The Client acknowledges that materials, products, process and services made available by MYCOTEX are always confidential in nature and that materials, products, process and services contain trade secrets of MYCOTEX and its suppliers.
19. Governing law and jurisdiction
19.1 The Agreement is exclusively governed by, and will be construed in accordance with, the laws of the Netherlands. Applicability of the Vienna Convention 1980 (The United Nations Convention on Contracts for the International Sale of Goods (CISG)) is included.
19.2 Any contractual or non-contractual dispute arising in connection with the Agreement will be submitted to the exclusive jurisdiction of the competent court in Utrecht, the Netherlands.
20. Miscellaneous
20.1 Personal data will only be used for the correct execution of the Agreement or in case a legal regulation requires.

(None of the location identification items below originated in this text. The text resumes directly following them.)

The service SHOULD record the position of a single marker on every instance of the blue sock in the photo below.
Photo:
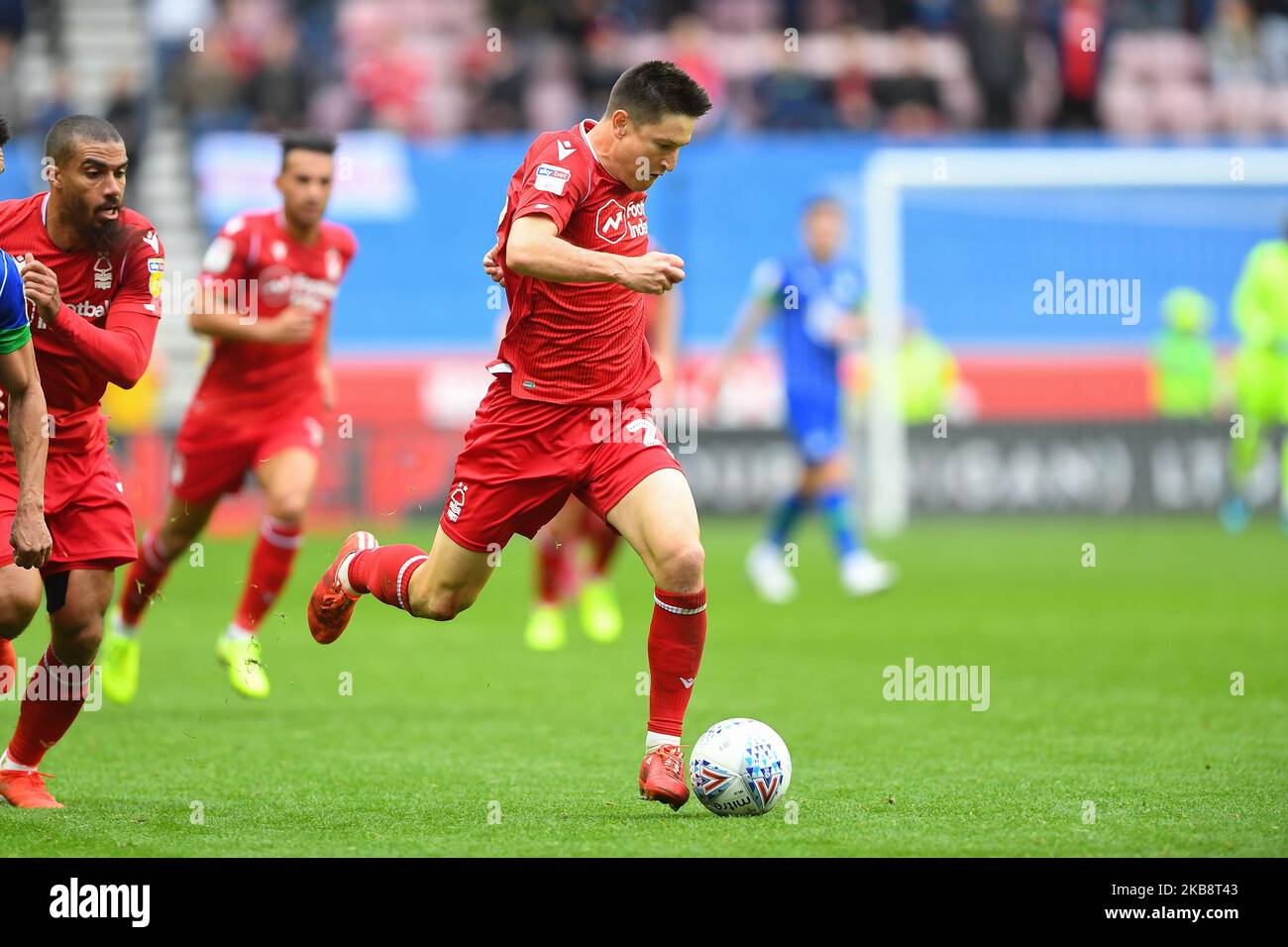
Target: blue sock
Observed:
(835, 508)
(785, 518)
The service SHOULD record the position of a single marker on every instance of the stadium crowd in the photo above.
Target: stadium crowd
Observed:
(447, 67)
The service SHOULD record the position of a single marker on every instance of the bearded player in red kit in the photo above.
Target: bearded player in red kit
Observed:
(93, 273)
(259, 408)
(572, 245)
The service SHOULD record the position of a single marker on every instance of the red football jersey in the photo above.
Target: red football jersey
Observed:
(128, 282)
(258, 265)
(575, 343)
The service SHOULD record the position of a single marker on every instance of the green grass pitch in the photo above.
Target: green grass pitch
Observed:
(1109, 685)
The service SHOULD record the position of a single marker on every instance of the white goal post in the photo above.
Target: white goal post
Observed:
(893, 171)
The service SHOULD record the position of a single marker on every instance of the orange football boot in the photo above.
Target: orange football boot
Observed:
(330, 605)
(662, 776)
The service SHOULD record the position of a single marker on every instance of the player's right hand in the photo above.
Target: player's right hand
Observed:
(653, 272)
(490, 266)
(290, 326)
(30, 538)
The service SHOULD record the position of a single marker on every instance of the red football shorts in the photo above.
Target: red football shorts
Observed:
(211, 460)
(85, 510)
(523, 459)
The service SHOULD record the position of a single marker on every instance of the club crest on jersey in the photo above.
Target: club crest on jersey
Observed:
(456, 501)
(613, 222)
(156, 275)
(552, 178)
(102, 272)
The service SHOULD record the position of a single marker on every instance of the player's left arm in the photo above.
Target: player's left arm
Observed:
(325, 375)
(121, 350)
(664, 339)
(20, 379)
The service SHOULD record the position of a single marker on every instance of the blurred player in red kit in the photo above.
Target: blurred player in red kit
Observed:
(558, 573)
(268, 278)
(93, 273)
(568, 410)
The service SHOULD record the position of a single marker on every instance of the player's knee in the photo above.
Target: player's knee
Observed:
(679, 566)
(288, 506)
(76, 643)
(443, 604)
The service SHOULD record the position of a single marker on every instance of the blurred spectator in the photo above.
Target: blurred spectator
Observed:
(910, 99)
(790, 98)
(439, 67)
(996, 44)
(279, 88)
(125, 110)
(172, 25)
(1081, 35)
(1234, 48)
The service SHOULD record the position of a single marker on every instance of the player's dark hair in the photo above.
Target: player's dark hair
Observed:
(67, 133)
(820, 202)
(307, 141)
(652, 89)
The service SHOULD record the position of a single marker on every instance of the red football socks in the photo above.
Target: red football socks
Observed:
(53, 698)
(269, 569)
(552, 570)
(385, 573)
(675, 642)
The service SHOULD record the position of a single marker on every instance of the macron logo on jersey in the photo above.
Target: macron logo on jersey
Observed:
(552, 178)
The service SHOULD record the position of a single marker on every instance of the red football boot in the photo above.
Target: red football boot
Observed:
(8, 665)
(330, 605)
(26, 789)
(662, 776)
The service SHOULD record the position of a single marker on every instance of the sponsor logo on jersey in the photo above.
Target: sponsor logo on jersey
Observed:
(218, 256)
(282, 286)
(156, 275)
(552, 178)
(89, 311)
(102, 273)
(613, 222)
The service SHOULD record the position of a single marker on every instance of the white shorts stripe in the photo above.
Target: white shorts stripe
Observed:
(673, 609)
(268, 530)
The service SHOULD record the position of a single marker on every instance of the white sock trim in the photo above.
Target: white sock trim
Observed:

Appropriate technical and organizational measures are taken to protect personal data.
20.2 MYCOTEX reserves the right to amend these terms and conditions at any time. Any changes will be posted on our website and will become effective immediately upon posting. The Client’s continued use of our Services after any such changes have been posted constitutes its acceptance of the new Terms and Conditions.
20.3 The invalidity of a provision from the Agreement or from these terms and conditions does not affect the validity of any other provisions of the Agreement and these terms and conditions. In that case, MYCOTEX and the Client consult as to arrange for new provisions which have the same purport, as much as possible, and that will replace the provisions that are null and void or that have been annulled.